PBNSOTW
A regular Thursday feature of this channel.
Just get over yourself about listening to If This Is Goodbye just because it’s Chicago. This is an honest look back at a long career with a significant amount of death, drugs, acrimony, and forgettable top 40 blather right alongside the songs that constitute the fabric of our lives. “Let’s take one more shot for the memories/Life’s too short to be enemies.” Bouncy track, great recording.
Bartees Strange has one of those voices that suggests he has a thousand stories to tell. “Again you’ve taken somethin’ of mine/You’re reachin’ for more than my life.” Kick drum feels like a heartbeat, and reading the lyric it seems to be a broken heart.
I have said before that I’m not a big Cory Wong fan. I have to eat my words again, it seems. First Avenue (feat. Joey Dosik) has a late-seventies Steely Dan vibe with very modern sonics. I really like the hyper-clean production direction Cory is moving to rather than the way over-compressed hip-hop approach he was using. This is a great system test track.
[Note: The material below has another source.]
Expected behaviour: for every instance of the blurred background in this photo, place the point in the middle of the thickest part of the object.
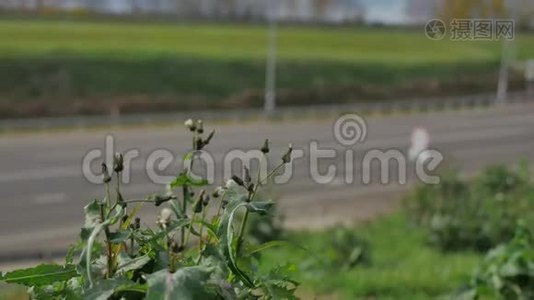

Hatchie has a knack for grabbing my attention. Thinking Of isn’t a great lyric, but the vocal structure is so inventive. Still have the same basic complaint with all of her stuff: the main lyric is mixed too far back. I love texture, but as as listener I need some kind of main idea to grab. Really fun sonic shift from verse to chorus.
Ezra Klein’s latest podcast has a plug for Max Richter, who, to my chagrin, I’d never heard of. Back in 2014 he did an acclaimed re-imagining of Vivaldi’s Four Seasons. The album was a huge success, and in 2022 he re-used many of the same arrangements, this time with period instruments and vintage synths doing the ostinato lines. The result is startling, and while it’s all great, Autumn 3 is sticking with me for some reason.
This week’s problem child is Father John Misty’s Olvidado (Otro Momento) from an otherwise very strong album. If you want an object lesson in ruining a song by encasing the vocal in a terrible-sounding room reverb, this is it. The song starts soooo well—I immediately thought “this is a hit” and then the vocal comes in and just trashes it. Dry the vocal out and add just a bit more sparkle to the high end and you would have had a classic.